Árvores são indispensáveis à manutenção da vida, tanto quanto água e luz, e esse é um entendimento urgente. Entre os benefícios gerados por elas estão o aumento da umidade, devido à evapotranspiração foliar; a melhoria do solo; a diminuição do impacto da água da chuva; a oxigenação do ar; a redução de ruídos e da poluição do ar; a contribuição para manutenção da fauna; a diminuição da sensação térmica em função da sombra e a criação de espaços de socialização.
Cidadania
Há belas histórias a serem contadas de pessoas fazendo a diferença no sentido de arborizar Ribeirão Preto, sozinhas ou em grupos.
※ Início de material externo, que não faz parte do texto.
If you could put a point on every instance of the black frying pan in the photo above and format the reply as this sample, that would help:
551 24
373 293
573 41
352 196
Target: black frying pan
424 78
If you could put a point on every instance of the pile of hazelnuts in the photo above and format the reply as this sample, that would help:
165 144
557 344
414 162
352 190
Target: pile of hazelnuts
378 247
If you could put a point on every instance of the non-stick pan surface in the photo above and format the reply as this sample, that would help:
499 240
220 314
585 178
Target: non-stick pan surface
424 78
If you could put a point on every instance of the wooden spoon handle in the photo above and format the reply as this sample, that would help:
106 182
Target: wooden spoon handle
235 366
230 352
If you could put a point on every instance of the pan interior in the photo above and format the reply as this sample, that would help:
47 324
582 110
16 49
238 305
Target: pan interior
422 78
Entre elas, a dos vizinhos e amigos José Abbari Filho, de 84 anos, e Luiz Carlos Ferreira Gomes, de 70 anos, que transformaram o canteiro público, de 200 x 70 metros de puro mato em frente às suas casas, em uma bem cuidada área verde, repleta de árvores frutíferas.
Há nove anos, os aposentados trabalham quase diariamente na manutenção do local, sem qualquer apoio do poder público ou dos demais moradores. Hoje são mais de 250 árvores plantadas, a maioria a partir de sementes que trouxeram de viagens ou ganharam de conhecidos. São dois dias de trabalho para cortar a grama, um dia para rastelar, outro para recolher tudo. Eles ainda encontram tempo para pintar os troncos e a sarjeta de branco. “Tem hora que dá vontade de abandonar tudo. Não temos apoio e ainda tem gente que vem destruir. Mas é bem em frente à minha casa, como não vou cuidar?”, diz Luiz Carlos.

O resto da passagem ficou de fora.